Although not recommended, it is also possible to run the Lightly Worker on a local (non-cloud) machine. The recommended specs are similar. Make sure you have at least 4 cores and 16GB of system memory. A consumer GPU of one of the newer generations from Nvidia (1000er series or newer) should be sufficient.

We recommend to use Linux, but we also had customers successfully using the Lightly Worker on a Windows machine using WSL2. You might need to modify our Docker image to make things work for the time being.

Find the Compute Speed Bottleneck

The performance and speed of the Lightly Worker could be limited by one of three potential bottlenecks. Different steps of the Lightly Worker use these resources to different extents. Thus the bottleneck changes throughout the run.

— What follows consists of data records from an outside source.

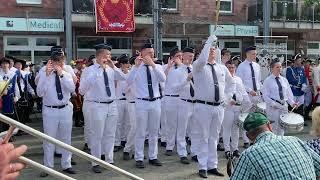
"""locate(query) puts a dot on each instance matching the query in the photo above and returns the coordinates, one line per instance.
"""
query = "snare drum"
(261, 107)
(291, 122)
(241, 119)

The potential bottlenecks can be:

  • GPU
  • I/O (How fast can data be loaded from the cloud bucket?)
  • CPU

The GPU is used during three steps:

  • training an embedding model (optional step)
  • pretagging your data (optional step)
  • embedding your data

The I/O and CPUs are used during the previous 3 steps and also used during the following steps, which may take longer:

  • initializing the dataset
  • corruptness check
  • dataset sync with the Lightly Platform

Before changing the hardware configuration of your compute instance, we recommend first determining the bottleneck by monitoring it:

  • You can see the ethernet usage using the terminal command ifstat.
  • You can find out your machine's current CPU and RAM usage using the terminal commands top or htop.
  • You can find out the current GPU usage (both compute and VRAM) using the terminal command watch nvidia-smi.
  • Note that you might need to install these commands using your package manager.

Additional to using these tools, you can also compare the relative duration of the different steps to see the bottleneck. E.g., if the embedding step takes much longer than the corruptness check, then the GPU is the bottleneck. Otherwise, it is the I/O or CPU.